Senate Majority Leader Harry Reid (D-Nev.) organized the rare all-night session in an attempt to dramatize the fight between Republicans and Democrats over the amendment.
The amendment, which was attached to the Department of Defense authorization bill, had majority support thanks to several Republicans who backed it. But Republicans used a procedural maneuver available to the minority party to require a 60-vote majority to move the bill forward.
Democrats only mustered 52 votes in favor of invoking cloture, falling short of the 60 required. Forty-seven senators voted against cloture.

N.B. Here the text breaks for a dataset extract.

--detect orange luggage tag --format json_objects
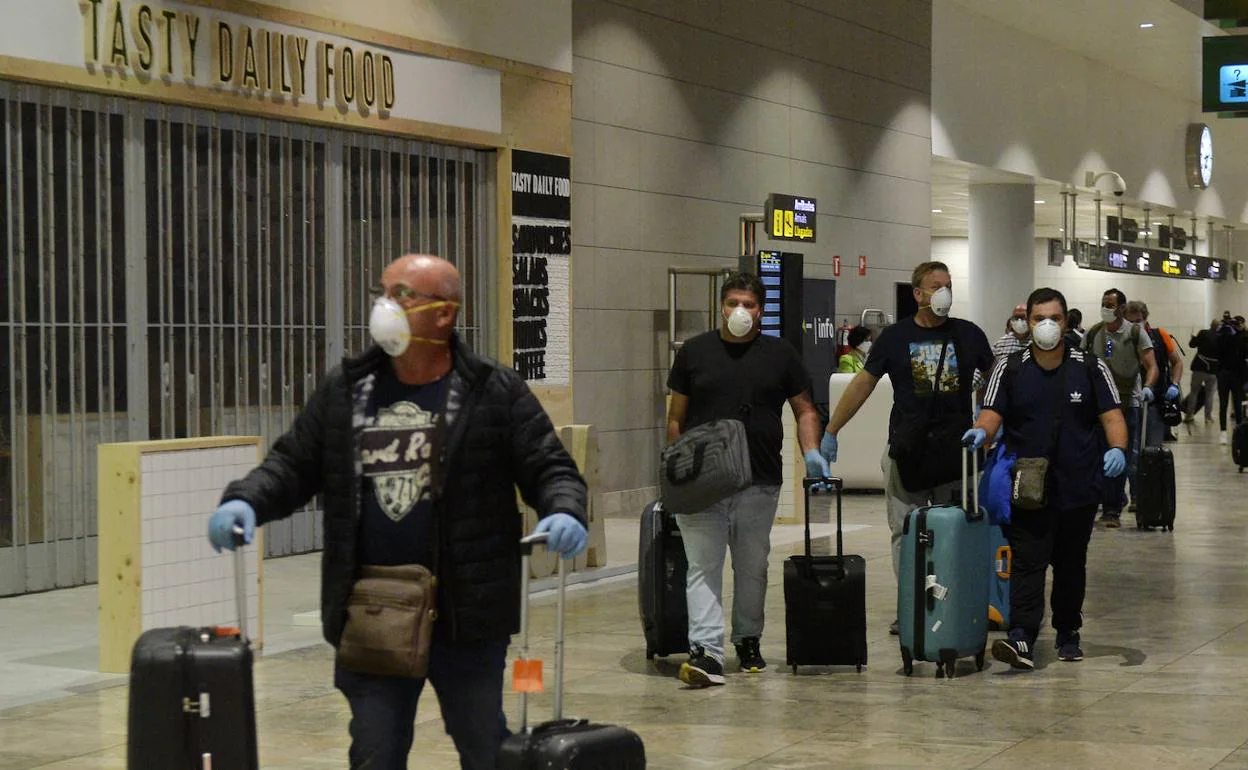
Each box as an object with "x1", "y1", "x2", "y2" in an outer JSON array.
[{"x1": 512, "y1": 658, "x2": 544, "y2": 693}]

Reid at first voted in favor of cloture, but changed his vote at the last minute to join Republicans opposing it.
Reid’s vote against cloture allows him to call for another vote on the measure at a time of his choosing, according to spokesman Jim Manley, who said the switch was “only for procedure.”
Reid expressed his disappointment at the outcome shortly after the vote but pledged to keep trying to pass legislation aimed at changing course in Iraq.
"We spent two days showing America that we're not going to back down, that we're going to continue to fight," he said. "How could we possibly shrink from this fight? How could we possibly try to avoid this fight?"
Reid had accused Republicans of obstructionism for blocking a simple-majority up-or-down vote on the amendment. But Republicans defended their maneuver as a standard tool of the minority party.
In a news conference before the all night session began Tuesday, Sen. John McCain (R-Ariz.) said that "time after time when the other side was in the minority they also invoked the 60-vote requirement."